Проснулся Темир. Усевшись на траву, зевнул и, посмотрев на безмятежно спавших ребят, полез за трубкой. Недалеко от берега плеснулся таймень.
— Эй, рыбаки! Вставайте, проспали боль-шу-щую рыбину! — Темир развёл руками, показывая размер тайменя.
— Где ты его видел? — вскочил Янька.
— В Катуни.
— В реке рыбы много, — протянул разочарованно Янька. — Вот только как поймать?
Поднялись и Чагандай с Кириком.
На берегу запылал костёр. Подвесив на складной треноге котелок, ребята уселись ближе к огню.
А когда солнце поднялось над лесом, все четверо уселись в лодку и, оттолкнувшись от берега, поплыли вниз по Катуни.
Манжерокский порог приближался. Уже явственно слышался его шум, и в сиянии солнечного дня впереди, играя красками, виднелась радуга.
Ребятам очень хотелось увидеть страшные пороги — они упросили Темира оставить их в лодке.
С каждой минутой неслись всё быстрее и быстрее. Впереди виднелись острые выступы подводных камней, расположенные на расстоянии полутора метров друг от друга. Вокруг них вода бурлила, как в котле. От пловцов требовались большая выдержка и уменье, чтобы благополучно проскочить через узкое пространство между камнями.
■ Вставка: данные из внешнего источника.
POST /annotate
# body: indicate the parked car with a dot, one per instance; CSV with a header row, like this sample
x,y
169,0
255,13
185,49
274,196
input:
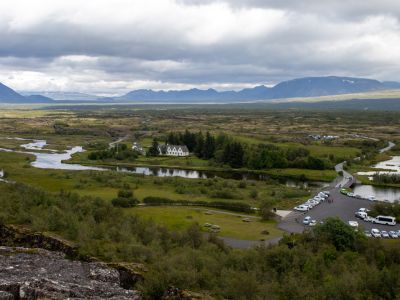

Подстерегала и вторая опасность. Стремительное течение Катуни образовало адесь огромные воронки, попасть в которые было равносильно гибели.
— Держи правее! — через грохот реки услышали они голос опытного лодочника, который не раз проезжал Манжерок. О борта уже бились вместе с волной первые седые клочья пены. Гривастые волны, налетая на камни, с рёвом взлетали вверх, образуя каскады брызг. Какая-то неотвратимая притягательная сила чувствовалась в мощном потоке воды, и, качалось, повинуясь ей, лодка неслась прямо на камни. Лицо Темира было бледно. Чагандай, работая вёслами, дышал тяжело. Не спуская широко раскрытых глаз с порога, Янька с замиранием сердца ждал, когда их лодка проскочит через кипящий проход. В одном месте лодка дала сильный крен, и ребят окатило холодной водой. Через её пелену они увидели, что за бортом мелькнул какой-то предмет и исчез в пучине. Ещё миг, и лодка, пролетев узкий проход, оказалась в полосе огромной воронки.